Linear Mode Connectivity and the Lottery Ticket Hypothesis
Jonathan Frankle, Gintare Karolina Dziugaite, Daniel M. Roy, Michael Carbin
TL;DR
The paper introduces instability analysis to ask whether SGD noise steers neural network training toward the same minimum. It demonstrates that standard vision models become stable to SGD noise early in training, yielding linear mode connectivity between networks trained with different data orders or augmentations. Applying this framework to Iterative Magnitude Pruning (IMP) clarifies when sparse subnetworks (lottery tickets) can train to full accuracy: matching subnetworks exist only when they are stable to SGD noise, which can occur at initialization for small models or early in training for large ones.
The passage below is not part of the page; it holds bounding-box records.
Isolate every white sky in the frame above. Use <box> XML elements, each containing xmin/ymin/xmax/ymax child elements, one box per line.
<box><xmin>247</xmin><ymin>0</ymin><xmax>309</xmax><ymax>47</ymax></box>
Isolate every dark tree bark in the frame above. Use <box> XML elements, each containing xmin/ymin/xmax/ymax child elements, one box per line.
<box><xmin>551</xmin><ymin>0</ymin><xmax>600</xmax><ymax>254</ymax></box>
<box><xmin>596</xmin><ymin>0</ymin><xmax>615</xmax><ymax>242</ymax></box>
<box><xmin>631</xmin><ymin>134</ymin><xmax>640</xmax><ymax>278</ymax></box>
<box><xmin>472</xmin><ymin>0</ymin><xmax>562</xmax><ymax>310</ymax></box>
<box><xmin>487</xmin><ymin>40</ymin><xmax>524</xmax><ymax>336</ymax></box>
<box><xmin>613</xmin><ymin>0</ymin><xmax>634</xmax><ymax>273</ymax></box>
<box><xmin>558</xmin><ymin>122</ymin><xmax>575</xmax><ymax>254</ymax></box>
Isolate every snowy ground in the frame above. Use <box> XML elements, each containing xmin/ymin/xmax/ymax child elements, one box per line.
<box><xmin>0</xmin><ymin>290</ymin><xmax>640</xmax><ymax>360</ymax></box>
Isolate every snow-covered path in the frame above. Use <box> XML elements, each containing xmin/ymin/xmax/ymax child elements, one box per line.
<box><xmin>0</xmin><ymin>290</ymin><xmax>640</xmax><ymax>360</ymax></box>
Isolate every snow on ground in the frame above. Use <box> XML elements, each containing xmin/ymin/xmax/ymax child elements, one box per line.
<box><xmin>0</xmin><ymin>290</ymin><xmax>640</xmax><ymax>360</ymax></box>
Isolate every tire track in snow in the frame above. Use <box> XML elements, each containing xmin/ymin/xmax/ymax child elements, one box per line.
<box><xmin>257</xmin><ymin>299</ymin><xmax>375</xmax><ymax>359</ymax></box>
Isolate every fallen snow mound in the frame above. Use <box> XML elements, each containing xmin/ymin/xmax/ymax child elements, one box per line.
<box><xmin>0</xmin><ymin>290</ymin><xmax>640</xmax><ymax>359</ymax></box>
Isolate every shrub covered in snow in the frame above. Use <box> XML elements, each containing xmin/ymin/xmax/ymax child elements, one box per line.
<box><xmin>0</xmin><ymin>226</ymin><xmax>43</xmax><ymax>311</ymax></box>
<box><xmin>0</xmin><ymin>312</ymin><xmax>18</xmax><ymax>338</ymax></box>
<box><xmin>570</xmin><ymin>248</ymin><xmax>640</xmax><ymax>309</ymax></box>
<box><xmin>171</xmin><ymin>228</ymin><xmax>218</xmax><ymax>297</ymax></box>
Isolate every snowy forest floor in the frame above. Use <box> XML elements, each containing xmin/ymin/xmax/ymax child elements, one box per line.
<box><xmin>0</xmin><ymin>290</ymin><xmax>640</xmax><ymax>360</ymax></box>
Extending IMP with rewinding enables discovering matching subnetworks in large-scale settings, linking lottery-ticket phenomena to optimization dynamics and suggesting pruning opportunities earlier in training.
Abstract
We study whether a neural network optimizes to the same, linearly connected minimum under different samples of SGD noise (e.g., random data order and augmentation). We find that standard vision models become stable to SGD noise in this way early in training. From then on, the outcome of optimization is determined to a linearly connected region. We use this technique to study iterative magnitude pruning (IMP), the procedure used by work on the lottery ticket hypothesis to identify subnetworks that could have trained in isolation to full accuracy. We find that these subnetworks only reach full accuracy when they are stable to SGD noise, which either occurs at initialization for small-scale settings (MNIST) or early in training for large-scale settings (ResNet-50 and Inception-v3 on ImageNet).